19/09/2016

Déductions des frais de déplacement des frontaliers: 50, 70, 100 millions de pertes pour Genève?

Il faut massivement aller voter OUI contre les cadeaux faits aux frontaliers: des déductions phénoménales sur les frais de déplacement. Ainsi, ceux qui habitent à 60 kilomètres peuvent déduire 20'000 francs. C'est gigantesque.

Si, par malheur, le non l'emporte, ce n'est pas la somme de 28 millions de pertes que l'Etat de Genève devra subir mais de 40 à 50 millions de francs. Et cette somme va encore prendre l'ascenseur à 70 millions, avec une possibilité d'atteindre les 100 millions de trou dans les caisses du canton de Genève.

En effet, les frontaliers "quasi-résidents" faisaient perdre environ 15 millions selon les chiffres publiés dans les documents officiels qui n'ont pas pu être mis à jour. Actuellement, le nombre de frontaliers qui ont obtenu ce statut a doublé pour s'élever à 16'000 (chiffre du Département des finances) et donc doubler la perte, ce qui cause d'ores et déjà une perte totale estimable de 40 à 50 millions pour l'année fiscale 2015.

Rappelons que ce statut irresponsable de frontalier "quasi-résidents", qui leur permet de déduire tous les frais de déplacement (contrairement aux résidents genevois) a dû être accordé suite à une décision du Tribunal fédéral en 2010.

Mais comme le nombre de ces frontaliers "quasi-résidents" ne va cesser d'augmenter si nous n'y mettons pas un frein, la perte serait prochainement de 70 millions et pourrait bien atteindre les 100 millions si nous subissons un scénario catastrophe pour les contribuables du canton de Genève.

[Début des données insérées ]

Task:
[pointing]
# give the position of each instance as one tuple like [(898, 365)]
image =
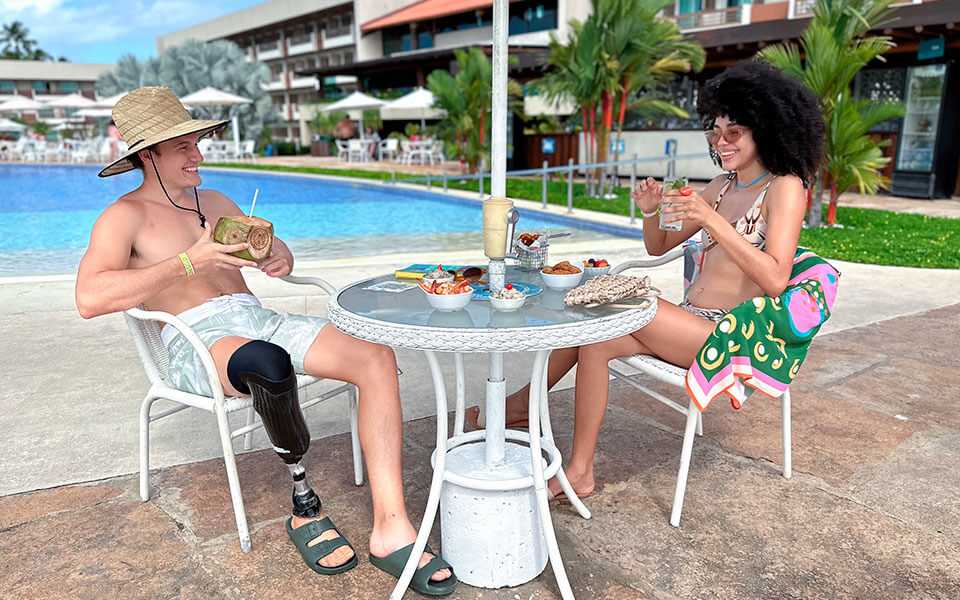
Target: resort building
[(44, 81), (289, 36), (319, 49)]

Pour éviter le pire, ne pas voir nos classes d'école ou notre système hospitalier menacés, il nous faut impérativement voter OUI le 25 septembre. Certains syndicats ont fait preuve de totale irresponsabilité en soutenant la destruction de l'Etat de Genève pour l'intérêt particulier de certains frontaliers en faisant alliance avec les ultra-libéraux: ne vous laissez pas abuser par eux. Votez pour le bien de notre canton!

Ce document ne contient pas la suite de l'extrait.